Malawians and Tanzanians have been waiting for a decision to be made by the Africa Forum of Former African Heads of State and Government on the ongoing dispute between Tanzania and Malawi over Lake Malawi (or Lake Nyasa as the body of water is known in Tanzania). However, the expected deadline, the end of September 2013, has come and gone.
Indeed, the mediation team was initially given up to September to conclude the mediation process. However, the team indicated that there were some technicalities that were not in place then, that made it not possible for the work to be done by the set deadline.
There has since been movement on the technicalities, and the Government of Malawi hopes that the mediation process will be finalised in the shortest time possible.
You will recall that the team travelled again to Lilongwe in September, to give an update on their work. They wanted Malawi’s and Tanzania’s position on some issues to do with the dispute over the lake.
Despite the ongoing dispute, the Malawian government has awarded two further companies, RAKGAS (United Arab Emirates) and Pacific Oil & Gas (Singapore), with rights to explore for hydrocarbons along the Malawi Rift, which is characteristic of the western branch of the East African Rift system. This decision was made in late October when the Licensing Committee met to review applications for (reconnaissance, exploration and mining) licences; it had been almost 1 year since the last committee meeting.
The area with potential for hydrocarbons has been divided into 6 blocks. 4 companies have now been awarded exploration rights to these blocks.
- Block 1: SacOil (awarded in 2012, 12,265 square kilometres, north-western block bordering Tanzania and Zambia, all environmental work expected to be complete by Q3 2014)
- Blocks 2 & 3: Surestream Petroleum (awarded in 2011, 20,000 square kilometers, north and central blocks on Lake Malawi)
- Blocks 4 & 5: RAKGAS (awarded in 2013)
- Block 6: Pacific Oil & Gas (awarded in 2013)
Thus Kainsha Energy’s bid for an exploration licence for one of the blocks has been unsuccessful.

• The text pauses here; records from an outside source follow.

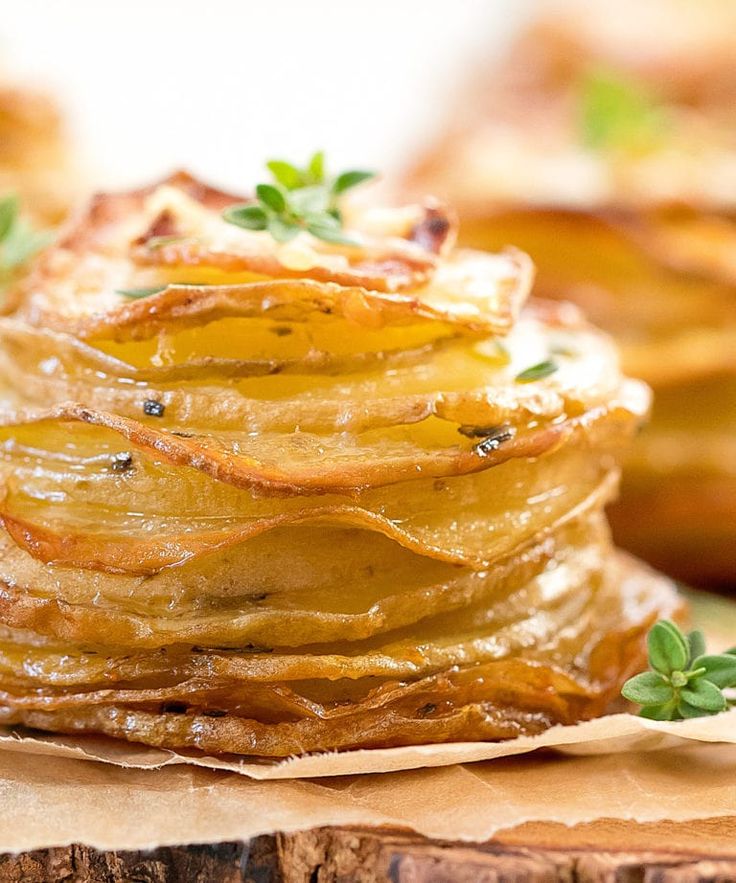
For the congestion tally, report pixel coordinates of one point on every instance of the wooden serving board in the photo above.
(598, 852)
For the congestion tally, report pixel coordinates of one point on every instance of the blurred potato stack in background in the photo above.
(34, 154)
(604, 145)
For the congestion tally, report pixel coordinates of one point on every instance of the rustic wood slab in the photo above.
(602, 852)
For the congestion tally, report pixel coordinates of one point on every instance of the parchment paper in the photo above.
(140, 798)
(54, 802)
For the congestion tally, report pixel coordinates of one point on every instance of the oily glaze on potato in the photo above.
(296, 513)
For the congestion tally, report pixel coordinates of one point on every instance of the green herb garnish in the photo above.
(297, 200)
(537, 372)
(137, 293)
(616, 113)
(684, 681)
(18, 240)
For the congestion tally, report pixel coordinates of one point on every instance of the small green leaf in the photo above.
(347, 180)
(537, 372)
(703, 694)
(271, 197)
(696, 643)
(330, 233)
(660, 712)
(285, 173)
(282, 231)
(316, 167)
(686, 711)
(137, 293)
(309, 200)
(251, 217)
(720, 669)
(668, 648)
(616, 113)
(21, 243)
(648, 688)
(8, 214)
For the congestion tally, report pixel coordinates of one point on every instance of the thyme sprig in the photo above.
(617, 113)
(299, 199)
(684, 681)
(18, 240)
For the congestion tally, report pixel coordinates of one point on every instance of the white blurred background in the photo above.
(216, 86)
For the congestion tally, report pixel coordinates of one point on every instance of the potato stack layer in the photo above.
(274, 498)
(605, 146)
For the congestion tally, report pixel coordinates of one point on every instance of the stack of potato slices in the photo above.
(273, 498)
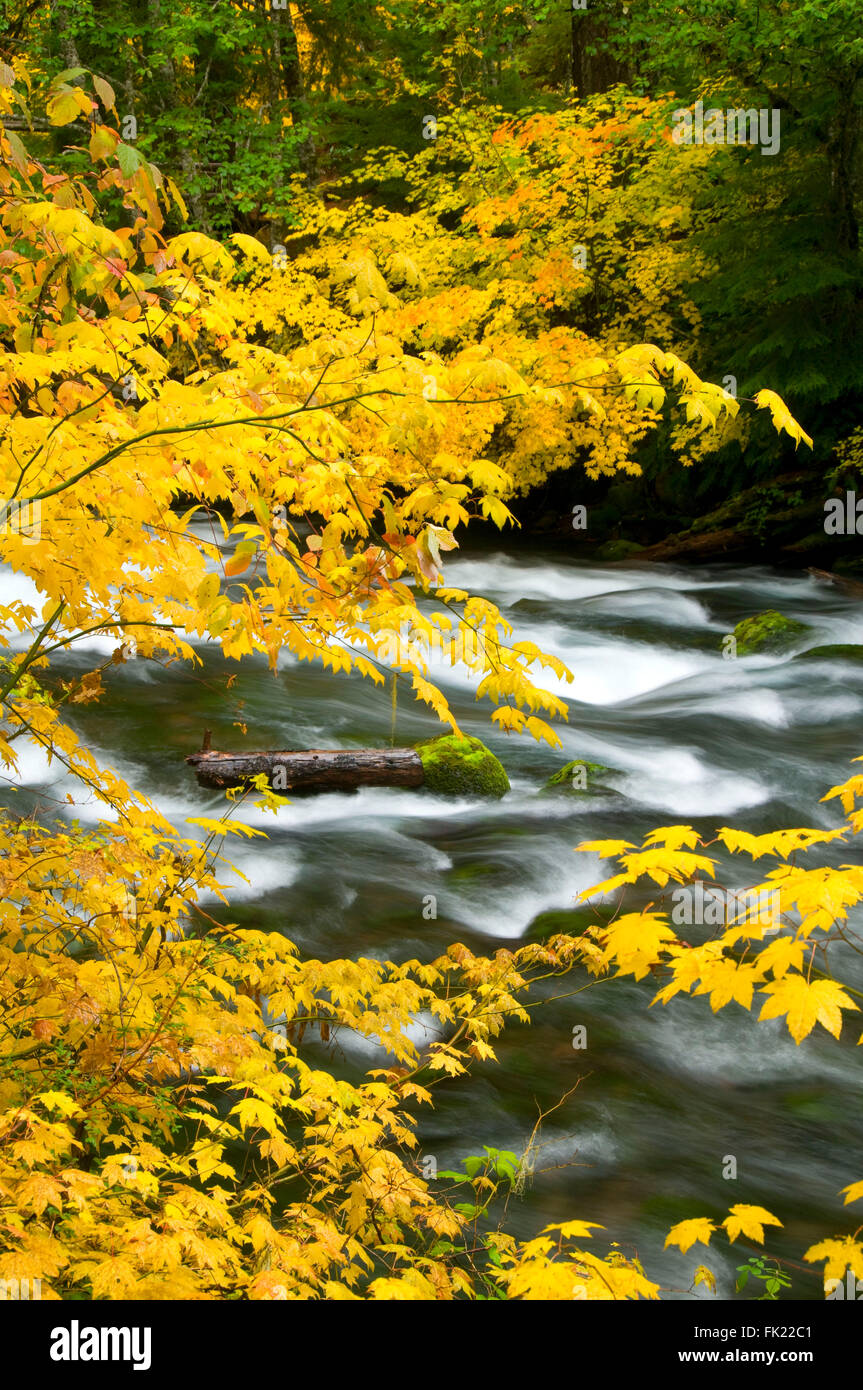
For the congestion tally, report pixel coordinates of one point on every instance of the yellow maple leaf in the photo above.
(688, 1232)
(748, 1221)
(805, 1004)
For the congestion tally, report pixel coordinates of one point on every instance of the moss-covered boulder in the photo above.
(462, 767)
(617, 549)
(580, 779)
(571, 922)
(769, 631)
(834, 651)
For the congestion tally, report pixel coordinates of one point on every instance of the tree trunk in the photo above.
(313, 769)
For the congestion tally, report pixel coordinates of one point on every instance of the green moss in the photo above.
(617, 549)
(838, 651)
(571, 922)
(462, 767)
(767, 631)
(570, 777)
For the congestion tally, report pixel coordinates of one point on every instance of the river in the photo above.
(664, 1096)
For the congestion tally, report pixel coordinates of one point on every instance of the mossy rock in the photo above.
(835, 651)
(567, 781)
(570, 922)
(769, 631)
(462, 767)
(617, 549)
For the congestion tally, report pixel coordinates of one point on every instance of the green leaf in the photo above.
(129, 160)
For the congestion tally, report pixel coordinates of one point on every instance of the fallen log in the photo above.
(448, 766)
(314, 769)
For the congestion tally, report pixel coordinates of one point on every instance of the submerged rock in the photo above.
(462, 767)
(769, 631)
(580, 779)
(835, 651)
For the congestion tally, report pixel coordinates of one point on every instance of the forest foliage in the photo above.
(335, 407)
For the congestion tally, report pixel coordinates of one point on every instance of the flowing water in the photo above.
(664, 1097)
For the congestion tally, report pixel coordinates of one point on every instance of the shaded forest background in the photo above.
(257, 107)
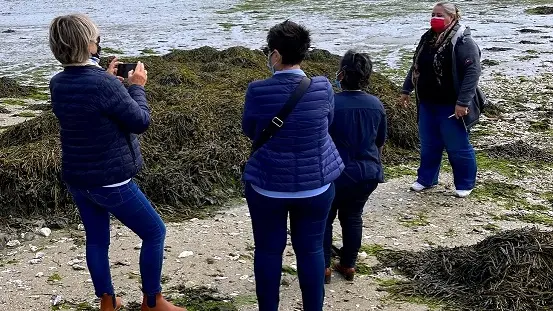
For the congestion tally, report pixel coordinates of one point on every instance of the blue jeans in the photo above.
(348, 205)
(129, 205)
(307, 225)
(437, 131)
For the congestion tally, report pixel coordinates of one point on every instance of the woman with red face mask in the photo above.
(444, 76)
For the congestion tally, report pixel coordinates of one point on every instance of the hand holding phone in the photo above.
(138, 75)
(124, 68)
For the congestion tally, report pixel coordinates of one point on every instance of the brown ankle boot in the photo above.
(161, 305)
(110, 303)
(328, 275)
(347, 273)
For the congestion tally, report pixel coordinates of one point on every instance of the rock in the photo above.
(59, 223)
(13, 243)
(39, 223)
(45, 232)
(286, 281)
(78, 267)
(74, 262)
(3, 241)
(540, 10)
(56, 300)
(489, 62)
(186, 254)
(29, 236)
(40, 255)
(529, 42)
(529, 30)
(122, 263)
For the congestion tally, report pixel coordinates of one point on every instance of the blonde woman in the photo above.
(444, 75)
(99, 122)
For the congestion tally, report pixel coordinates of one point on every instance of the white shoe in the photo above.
(417, 187)
(463, 193)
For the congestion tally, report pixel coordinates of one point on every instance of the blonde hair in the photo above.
(450, 9)
(70, 37)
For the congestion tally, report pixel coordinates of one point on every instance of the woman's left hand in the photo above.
(112, 68)
(461, 111)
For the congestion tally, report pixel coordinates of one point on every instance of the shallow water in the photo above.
(388, 29)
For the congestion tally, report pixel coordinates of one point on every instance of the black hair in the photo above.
(291, 40)
(357, 69)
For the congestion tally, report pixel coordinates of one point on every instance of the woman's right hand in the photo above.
(404, 100)
(139, 75)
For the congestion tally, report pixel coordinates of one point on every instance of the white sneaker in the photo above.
(463, 193)
(417, 187)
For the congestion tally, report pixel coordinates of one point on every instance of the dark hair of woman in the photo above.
(357, 69)
(291, 40)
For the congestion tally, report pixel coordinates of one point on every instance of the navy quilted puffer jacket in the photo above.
(99, 119)
(301, 156)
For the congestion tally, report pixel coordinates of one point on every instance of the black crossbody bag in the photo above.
(278, 121)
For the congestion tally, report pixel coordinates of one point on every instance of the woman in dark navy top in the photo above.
(359, 132)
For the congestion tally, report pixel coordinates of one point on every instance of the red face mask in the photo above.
(438, 24)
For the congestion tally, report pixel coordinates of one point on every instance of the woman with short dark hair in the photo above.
(291, 173)
(359, 132)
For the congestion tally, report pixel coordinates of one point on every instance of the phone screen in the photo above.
(123, 70)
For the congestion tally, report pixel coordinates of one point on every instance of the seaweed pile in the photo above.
(194, 149)
(10, 88)
(520, 151)
(511, 271)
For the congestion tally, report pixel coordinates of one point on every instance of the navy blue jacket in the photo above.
(99, 119)
(466, 68)
(301, 155)
(359, 130)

Kalichero highlighted that the companies will not explore in contested waters and indicated that “there is nothing wrong with the awarding of the licenses. Discussions are underway on the dispute“.
Nevertheless, The Wall Street Journal has placed Surestream Petroleum and SacOil among a
[…] breed of wildcatters who deploy a risky and sometimes lucrative strategy: Look for oil in politically or geologically fraught lands after cutting deals with governments that claim the lands, even if those claims are in dispute.
[…] U.K.-based Surestream Petroleum Ltd. and South Africa’s SacOil Holdings Ltd. said last year they secured rights from Malawi in an area Tanzania claims. Officials for the companies and countries declined to comment or didn’t respond to inquiries.